In [1]:
import os
from pyspark.sql import SparkSession
from pyspark.sql.types import *
from pyspark.sql.functions import *

In [2]:
jars_dir = "jars"
jars = [
    os.path.join(jars_dir, "iceberg-spark-runtime-3.5_2.12-1.5.0.jar"),
    os.path.join(jars_dir, "hadoop-aws-3.3.4.jar"),
    os.path.join(jars_dir, "aws-java-sdk-bundle-1.12.262.jar")
]

data_dir = "../data"
file_path = os.path.join(data_dir, "company.csv")

In [3]:
spark = SparkSession.builder \
    .appName("LoadFileToIceberg") \
    .config("spark.sql.extensions", "org.apache.iceberg.spark.extensions.IcebergSparkSessionExtensions") \
    .config("spark.sql.catalog.iceberg", "org.apache.iceberg.spark.SparkCatalog") \
    .config("spark.sql.catalog.iceberg.type", "hive") \
    .config("spark.sql.catalog.iceberg.uri", "thrift://localhost:9083") \
    .config("spark.sql.catalog.iceberg.warehouse", "s3a://lakehouse") \
    .config("spark.hadoop.fs.s3a.endpoint", "http://localhost:9000") \
    .config("spark.hadoop.fs.s3a.access.key", "minio") \
    .config("spark.hadoop.fs.s3a.secret.key", "minio123") \
    .config("spark.hadoop.fs.s3a.path.style.access", "true") \
    .config("spark.hadoop.fs.s3a.connection.ssl.enabled", "false") \
    .config("spark.hadoop.fs.s3a.impl", "org.apache.hadoop.fs.s3a.S3AFileSystem") \
    .config("spark.jars", ",".join(jars)) \
    .getOrCreate()

In [4]:
df = spark.read.csv(file_path, header=True, inferSchema=True)
df.show(5)

+------+--------------------+---------+---------+---------+---------+-----------+
|symbol|          organ_name|icb_code1|icb_code2|icb_code3|icb_code4|issue_share|
+------+--------------------+---------+---------+---------+---------+-----------+
|   ACB|Ngân hàng Thương ...|     8301|     8300|     8350|     8355| 5136656599|
|   BCM|Tổng Công ty Đầu ...|     8000|     8600|     8630|     8633| 1035000000|
|   BID|Ngân hàng Thương ...|     8301|     8300|     8350|     8355| 7021361917|
|   CTG|Ngân hàng Thương ...|     8301|     8300|     8350|     8355| 5369991748|
|   DGC|Công ty Cổ phần T...|     1000|     1300|     1350|     1357|  379779286|
+------+--------------------+---------+---------+---------+---------+-----------+
only showing top 5 rows



In [5]:
df.printSchema()

root
 |-- symbol: string (nullable = true)
 |-- organ_name: string (nullable = true)
 |-- icb_code1: integer (nullable = true)
 |-- icb_code2: integer (nullable = true)
 |-- icb_code3: integer (nullable = true)
 |-- icb_code4: integer (nullable = true)
 |-- issue_share: long (nullable = true)



In [6]:
spark.sql("CREATE SCHEMA IF NOT EXISTS iceberg.demo_db")
spark.sql("DROP TABLE IF EXISTS iceberg.demo_db.raw_company")

DataFrame[]

In [7]:
# spark.sql("""
# CREATE EXTERNAL TABLE IF NOT EXISTS iceberg.demo_db.raw_company (
#     symbol STRING,
#     organ_name STRING,
#     icb_code1 INT,
#     icb_code2 INT,
#     icb_code3 INT,
#     icb_code4 INT,
#     issue_share BIGINT
# )
# USING iceberg
# """)

In [13]:
# saveAsTable() method automatically creates table if not exist
df.write.format("iceberg") \
    .mode("append") \
    .saveAsTable("iceberg.demo_db.raw_company")

In [9]:
# table must exists first
df.writeTo("iceberg.demo_db.raw_company").append()

In [14]:
df_raw_company = spark.read.table("iceberg.demo_db.raw_company")
df_raw_company.count()

90

In [15]:
spark.sql("SELECT * FROM iceberg.demo_db.raw_company.snapshots").show()

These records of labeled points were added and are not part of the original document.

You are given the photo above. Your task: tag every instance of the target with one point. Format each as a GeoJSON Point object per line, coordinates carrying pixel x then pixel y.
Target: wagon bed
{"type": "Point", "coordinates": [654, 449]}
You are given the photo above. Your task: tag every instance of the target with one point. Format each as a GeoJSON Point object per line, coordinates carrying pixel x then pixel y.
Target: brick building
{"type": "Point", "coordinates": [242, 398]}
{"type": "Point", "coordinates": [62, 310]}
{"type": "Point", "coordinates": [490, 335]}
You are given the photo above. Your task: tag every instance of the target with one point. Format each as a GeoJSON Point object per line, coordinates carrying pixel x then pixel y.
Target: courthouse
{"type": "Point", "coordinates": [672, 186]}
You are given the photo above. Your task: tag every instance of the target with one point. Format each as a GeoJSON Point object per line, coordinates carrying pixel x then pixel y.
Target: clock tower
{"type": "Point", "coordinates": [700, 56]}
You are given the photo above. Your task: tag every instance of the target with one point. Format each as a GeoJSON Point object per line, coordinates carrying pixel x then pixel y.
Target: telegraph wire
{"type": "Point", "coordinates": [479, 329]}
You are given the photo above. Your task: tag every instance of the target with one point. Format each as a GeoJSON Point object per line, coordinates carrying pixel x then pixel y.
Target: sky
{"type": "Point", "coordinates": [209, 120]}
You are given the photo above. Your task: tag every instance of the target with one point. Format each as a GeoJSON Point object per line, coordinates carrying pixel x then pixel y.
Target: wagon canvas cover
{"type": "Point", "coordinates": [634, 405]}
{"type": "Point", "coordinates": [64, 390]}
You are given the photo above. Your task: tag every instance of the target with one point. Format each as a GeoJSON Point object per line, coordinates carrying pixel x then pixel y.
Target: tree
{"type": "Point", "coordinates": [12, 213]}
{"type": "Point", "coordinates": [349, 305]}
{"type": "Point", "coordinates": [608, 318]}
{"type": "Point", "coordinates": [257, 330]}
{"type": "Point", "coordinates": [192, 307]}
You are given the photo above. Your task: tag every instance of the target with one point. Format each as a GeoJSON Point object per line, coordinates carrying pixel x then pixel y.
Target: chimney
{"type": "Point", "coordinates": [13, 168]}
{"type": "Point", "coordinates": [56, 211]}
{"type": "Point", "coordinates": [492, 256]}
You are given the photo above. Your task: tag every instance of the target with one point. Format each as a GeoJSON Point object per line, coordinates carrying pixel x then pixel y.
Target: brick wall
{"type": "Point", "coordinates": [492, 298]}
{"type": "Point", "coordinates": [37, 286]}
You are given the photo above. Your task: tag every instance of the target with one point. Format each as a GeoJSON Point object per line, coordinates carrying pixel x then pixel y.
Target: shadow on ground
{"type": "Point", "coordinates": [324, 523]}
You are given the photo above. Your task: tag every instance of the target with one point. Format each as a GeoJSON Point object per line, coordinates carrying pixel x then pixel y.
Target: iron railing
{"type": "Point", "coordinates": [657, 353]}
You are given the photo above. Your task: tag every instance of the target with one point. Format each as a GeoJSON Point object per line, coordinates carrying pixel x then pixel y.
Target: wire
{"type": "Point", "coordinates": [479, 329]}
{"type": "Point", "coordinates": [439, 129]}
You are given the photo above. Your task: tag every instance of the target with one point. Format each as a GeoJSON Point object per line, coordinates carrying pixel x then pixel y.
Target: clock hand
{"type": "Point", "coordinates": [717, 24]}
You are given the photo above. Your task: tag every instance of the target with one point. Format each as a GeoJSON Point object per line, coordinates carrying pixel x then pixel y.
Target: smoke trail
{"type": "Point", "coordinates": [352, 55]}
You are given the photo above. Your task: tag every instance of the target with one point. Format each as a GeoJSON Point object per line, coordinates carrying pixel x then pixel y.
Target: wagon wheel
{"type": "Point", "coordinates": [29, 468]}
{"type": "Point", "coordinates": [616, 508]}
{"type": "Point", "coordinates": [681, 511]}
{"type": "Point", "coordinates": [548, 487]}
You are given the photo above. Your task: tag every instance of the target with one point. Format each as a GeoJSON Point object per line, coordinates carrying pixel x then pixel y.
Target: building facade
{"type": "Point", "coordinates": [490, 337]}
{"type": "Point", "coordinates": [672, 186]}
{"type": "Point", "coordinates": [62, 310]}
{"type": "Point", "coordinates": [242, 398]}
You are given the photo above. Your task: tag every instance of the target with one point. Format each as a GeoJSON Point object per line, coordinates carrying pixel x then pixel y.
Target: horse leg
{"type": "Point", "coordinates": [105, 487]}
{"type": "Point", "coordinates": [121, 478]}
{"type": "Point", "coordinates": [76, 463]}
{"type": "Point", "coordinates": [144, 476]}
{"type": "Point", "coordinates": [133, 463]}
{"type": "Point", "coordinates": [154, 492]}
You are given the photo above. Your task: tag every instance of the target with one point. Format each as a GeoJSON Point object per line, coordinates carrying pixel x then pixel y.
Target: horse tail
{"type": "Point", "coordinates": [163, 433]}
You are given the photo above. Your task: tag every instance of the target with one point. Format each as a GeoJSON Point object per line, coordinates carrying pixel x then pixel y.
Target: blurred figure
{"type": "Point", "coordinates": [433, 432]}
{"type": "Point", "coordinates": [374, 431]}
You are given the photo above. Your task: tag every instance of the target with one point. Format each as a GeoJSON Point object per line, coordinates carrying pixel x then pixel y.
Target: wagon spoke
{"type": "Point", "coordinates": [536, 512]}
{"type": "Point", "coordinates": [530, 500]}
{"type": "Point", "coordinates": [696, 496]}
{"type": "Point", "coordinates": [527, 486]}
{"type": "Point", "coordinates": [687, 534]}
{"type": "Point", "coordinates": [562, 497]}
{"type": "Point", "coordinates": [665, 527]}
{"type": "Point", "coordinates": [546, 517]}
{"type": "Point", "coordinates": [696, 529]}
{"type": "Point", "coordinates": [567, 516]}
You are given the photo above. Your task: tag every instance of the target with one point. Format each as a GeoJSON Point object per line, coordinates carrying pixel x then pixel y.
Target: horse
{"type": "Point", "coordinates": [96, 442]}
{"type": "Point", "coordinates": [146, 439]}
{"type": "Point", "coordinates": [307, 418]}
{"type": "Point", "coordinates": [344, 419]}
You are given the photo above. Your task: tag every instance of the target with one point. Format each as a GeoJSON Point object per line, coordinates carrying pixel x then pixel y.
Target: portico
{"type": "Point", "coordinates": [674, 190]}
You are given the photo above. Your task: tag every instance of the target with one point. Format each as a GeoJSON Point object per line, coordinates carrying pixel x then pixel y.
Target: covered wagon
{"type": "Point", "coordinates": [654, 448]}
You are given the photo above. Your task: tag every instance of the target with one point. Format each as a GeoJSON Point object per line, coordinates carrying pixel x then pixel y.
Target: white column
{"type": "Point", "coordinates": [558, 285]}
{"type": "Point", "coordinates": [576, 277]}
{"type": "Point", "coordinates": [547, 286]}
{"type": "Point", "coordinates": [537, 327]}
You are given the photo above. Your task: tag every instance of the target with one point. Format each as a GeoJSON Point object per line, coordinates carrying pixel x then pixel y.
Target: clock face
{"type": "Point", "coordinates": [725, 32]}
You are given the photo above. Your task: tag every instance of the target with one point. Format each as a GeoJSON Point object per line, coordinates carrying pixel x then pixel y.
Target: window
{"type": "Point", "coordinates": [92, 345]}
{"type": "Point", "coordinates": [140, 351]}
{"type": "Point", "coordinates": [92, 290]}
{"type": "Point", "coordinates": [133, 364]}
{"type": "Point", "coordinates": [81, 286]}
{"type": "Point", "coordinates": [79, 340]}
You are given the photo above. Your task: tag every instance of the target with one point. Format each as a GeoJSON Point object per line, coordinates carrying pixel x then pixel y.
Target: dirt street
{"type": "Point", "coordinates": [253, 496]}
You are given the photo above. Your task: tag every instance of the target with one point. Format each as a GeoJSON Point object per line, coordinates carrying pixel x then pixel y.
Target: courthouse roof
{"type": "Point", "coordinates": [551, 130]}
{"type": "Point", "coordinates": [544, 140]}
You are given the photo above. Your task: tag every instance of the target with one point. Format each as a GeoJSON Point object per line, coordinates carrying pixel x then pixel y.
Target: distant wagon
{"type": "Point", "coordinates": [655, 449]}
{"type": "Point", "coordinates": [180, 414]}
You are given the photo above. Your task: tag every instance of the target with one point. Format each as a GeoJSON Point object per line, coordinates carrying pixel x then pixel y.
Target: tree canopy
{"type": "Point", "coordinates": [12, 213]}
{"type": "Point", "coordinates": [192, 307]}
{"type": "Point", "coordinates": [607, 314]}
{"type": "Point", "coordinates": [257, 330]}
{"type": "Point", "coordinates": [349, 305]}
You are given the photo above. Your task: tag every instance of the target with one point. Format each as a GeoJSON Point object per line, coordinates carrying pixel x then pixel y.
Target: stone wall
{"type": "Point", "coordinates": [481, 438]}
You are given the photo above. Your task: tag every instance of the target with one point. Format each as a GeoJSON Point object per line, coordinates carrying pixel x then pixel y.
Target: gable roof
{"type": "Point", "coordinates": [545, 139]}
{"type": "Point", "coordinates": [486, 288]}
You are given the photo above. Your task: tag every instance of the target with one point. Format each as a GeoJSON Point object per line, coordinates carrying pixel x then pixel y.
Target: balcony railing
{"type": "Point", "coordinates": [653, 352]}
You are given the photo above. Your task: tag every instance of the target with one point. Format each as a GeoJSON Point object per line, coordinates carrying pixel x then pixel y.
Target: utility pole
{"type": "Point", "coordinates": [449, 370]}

+--------------------+-------------------+-------------------+---------+--------------------+--------------------+
|        committed_at|        snapshot_id|          parent_id|operation|       manifest_list|             summary|
+--------------------+-------------------+-------------------+---------+--------------------+--------------------+
|2025-08-28 17:20:...|7603303508460291768|               NULL|   append|s3a://lakehouse/d...|{spark.app.id -> ...|
|2025-08-28 17:20:...|2056573517944637087|7603303508460291768|   append|s3a://lakehouse/d...|{spark.app.id -> ...|
|2025-08-28 17:21:...|5508920788623149749|2056573517944637087|   append|s3a://lakehouse/d...|{spark.app.id -> ...|
+--------------------+-------------------+-------------------+---------+--------------------+--------------------+



In [12]:
spark.sql("DESCRIBE EXTENDED iceberg.demo_db.raw_company").show(100, False)

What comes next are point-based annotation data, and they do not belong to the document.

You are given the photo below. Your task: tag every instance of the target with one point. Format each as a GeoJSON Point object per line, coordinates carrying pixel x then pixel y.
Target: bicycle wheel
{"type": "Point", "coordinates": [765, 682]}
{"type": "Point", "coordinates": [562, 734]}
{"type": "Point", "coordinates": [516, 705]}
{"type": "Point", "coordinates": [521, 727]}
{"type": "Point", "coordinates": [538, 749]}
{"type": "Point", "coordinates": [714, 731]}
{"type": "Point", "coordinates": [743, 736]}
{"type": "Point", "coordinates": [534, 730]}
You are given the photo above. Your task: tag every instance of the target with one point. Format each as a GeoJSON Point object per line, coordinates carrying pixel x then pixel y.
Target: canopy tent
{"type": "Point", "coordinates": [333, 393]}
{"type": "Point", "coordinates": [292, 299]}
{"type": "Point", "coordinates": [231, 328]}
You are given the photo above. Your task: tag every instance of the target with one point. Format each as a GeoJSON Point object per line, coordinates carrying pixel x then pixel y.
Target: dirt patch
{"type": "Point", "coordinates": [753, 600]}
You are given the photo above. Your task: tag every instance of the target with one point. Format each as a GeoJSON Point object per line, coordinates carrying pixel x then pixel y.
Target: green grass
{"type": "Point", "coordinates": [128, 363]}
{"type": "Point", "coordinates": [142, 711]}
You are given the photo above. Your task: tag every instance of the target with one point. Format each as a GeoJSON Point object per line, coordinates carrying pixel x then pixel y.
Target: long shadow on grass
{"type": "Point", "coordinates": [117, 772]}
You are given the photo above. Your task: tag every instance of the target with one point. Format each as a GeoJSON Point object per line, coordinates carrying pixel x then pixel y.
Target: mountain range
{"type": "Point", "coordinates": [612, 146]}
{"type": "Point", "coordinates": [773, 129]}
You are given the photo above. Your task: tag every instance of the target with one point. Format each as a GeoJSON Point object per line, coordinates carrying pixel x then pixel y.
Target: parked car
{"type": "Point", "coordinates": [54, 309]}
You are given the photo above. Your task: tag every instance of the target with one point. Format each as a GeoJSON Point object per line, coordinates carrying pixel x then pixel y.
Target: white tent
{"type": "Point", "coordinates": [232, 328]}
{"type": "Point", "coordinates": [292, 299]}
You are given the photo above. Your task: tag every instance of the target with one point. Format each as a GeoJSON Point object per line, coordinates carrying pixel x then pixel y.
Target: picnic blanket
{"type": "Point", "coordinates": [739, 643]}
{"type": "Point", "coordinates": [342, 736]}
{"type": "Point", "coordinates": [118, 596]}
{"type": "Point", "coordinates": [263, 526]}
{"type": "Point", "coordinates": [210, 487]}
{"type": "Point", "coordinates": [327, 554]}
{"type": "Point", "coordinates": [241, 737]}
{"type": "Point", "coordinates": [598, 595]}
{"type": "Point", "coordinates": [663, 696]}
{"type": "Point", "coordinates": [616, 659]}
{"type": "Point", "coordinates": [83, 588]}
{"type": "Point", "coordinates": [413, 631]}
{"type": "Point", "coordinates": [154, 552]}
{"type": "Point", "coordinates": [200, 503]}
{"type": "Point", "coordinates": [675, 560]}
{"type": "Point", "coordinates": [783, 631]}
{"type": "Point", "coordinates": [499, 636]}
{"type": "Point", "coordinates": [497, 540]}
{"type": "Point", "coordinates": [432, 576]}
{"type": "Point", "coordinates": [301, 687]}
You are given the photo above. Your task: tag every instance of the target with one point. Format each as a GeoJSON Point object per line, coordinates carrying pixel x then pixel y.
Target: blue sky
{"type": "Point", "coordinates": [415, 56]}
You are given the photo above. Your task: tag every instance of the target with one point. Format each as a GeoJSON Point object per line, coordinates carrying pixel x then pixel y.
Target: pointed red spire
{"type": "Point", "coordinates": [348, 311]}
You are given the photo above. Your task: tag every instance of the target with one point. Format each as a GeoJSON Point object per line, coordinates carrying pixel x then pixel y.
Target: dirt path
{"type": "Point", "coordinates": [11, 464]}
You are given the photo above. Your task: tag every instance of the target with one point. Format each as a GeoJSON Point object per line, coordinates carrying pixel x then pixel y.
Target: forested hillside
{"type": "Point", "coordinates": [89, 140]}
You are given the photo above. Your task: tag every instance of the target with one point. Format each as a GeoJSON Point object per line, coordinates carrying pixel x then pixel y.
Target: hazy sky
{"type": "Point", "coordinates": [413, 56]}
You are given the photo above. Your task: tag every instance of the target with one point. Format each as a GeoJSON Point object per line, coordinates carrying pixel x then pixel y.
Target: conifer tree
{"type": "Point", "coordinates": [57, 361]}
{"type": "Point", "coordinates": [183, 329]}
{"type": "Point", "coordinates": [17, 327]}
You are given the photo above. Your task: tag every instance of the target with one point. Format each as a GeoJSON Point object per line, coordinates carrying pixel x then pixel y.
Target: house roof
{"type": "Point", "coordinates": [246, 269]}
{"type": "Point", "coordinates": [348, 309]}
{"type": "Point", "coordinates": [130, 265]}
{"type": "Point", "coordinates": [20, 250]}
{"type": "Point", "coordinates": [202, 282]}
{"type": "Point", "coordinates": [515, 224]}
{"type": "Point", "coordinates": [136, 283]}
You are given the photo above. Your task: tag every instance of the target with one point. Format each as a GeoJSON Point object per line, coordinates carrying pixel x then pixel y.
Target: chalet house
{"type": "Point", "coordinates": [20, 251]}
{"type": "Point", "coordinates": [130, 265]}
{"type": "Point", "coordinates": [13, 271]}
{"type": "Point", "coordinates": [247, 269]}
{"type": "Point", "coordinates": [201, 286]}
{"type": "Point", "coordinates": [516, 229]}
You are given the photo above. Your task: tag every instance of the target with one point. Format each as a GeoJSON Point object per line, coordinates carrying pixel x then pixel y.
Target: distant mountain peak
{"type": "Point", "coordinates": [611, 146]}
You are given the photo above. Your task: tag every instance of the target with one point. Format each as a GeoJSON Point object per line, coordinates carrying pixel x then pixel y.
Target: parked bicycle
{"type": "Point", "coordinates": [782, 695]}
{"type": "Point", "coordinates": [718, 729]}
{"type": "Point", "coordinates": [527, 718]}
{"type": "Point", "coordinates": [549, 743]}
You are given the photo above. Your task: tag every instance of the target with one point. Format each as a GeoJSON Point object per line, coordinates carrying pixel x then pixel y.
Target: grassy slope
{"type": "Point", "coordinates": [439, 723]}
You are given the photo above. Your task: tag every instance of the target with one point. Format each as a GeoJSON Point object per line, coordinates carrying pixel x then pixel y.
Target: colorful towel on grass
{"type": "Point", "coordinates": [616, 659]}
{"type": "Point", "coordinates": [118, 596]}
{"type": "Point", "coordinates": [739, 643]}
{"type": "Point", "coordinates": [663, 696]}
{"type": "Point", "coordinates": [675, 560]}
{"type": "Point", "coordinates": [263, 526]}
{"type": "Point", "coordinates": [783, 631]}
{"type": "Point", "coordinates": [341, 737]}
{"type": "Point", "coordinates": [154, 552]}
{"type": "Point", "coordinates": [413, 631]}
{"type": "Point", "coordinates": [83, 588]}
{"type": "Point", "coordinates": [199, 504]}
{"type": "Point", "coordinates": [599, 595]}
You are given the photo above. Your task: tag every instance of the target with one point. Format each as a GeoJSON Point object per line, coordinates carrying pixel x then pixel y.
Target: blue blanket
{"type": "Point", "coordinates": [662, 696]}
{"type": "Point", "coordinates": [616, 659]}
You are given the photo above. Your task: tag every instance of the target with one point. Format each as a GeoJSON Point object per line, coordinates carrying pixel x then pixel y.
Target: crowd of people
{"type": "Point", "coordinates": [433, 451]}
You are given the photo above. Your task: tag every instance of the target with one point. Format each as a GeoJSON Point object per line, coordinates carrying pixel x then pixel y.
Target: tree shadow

+----------------------------+----------------------------------------------------------------------------------------------------------------------+-------+
|col_name                    |data_type                                                                                                             |comment|
+----------------------------+----------------------------------------------------------------------------------------------------------------------+-------+
|symbol                      |string                                                                                                                |NULL   |
|organ_name                  |string                                                                                                                |NULL   |
|icb_code1                   |int                                                                                                                   |NULL   |
|icb_code2                   |int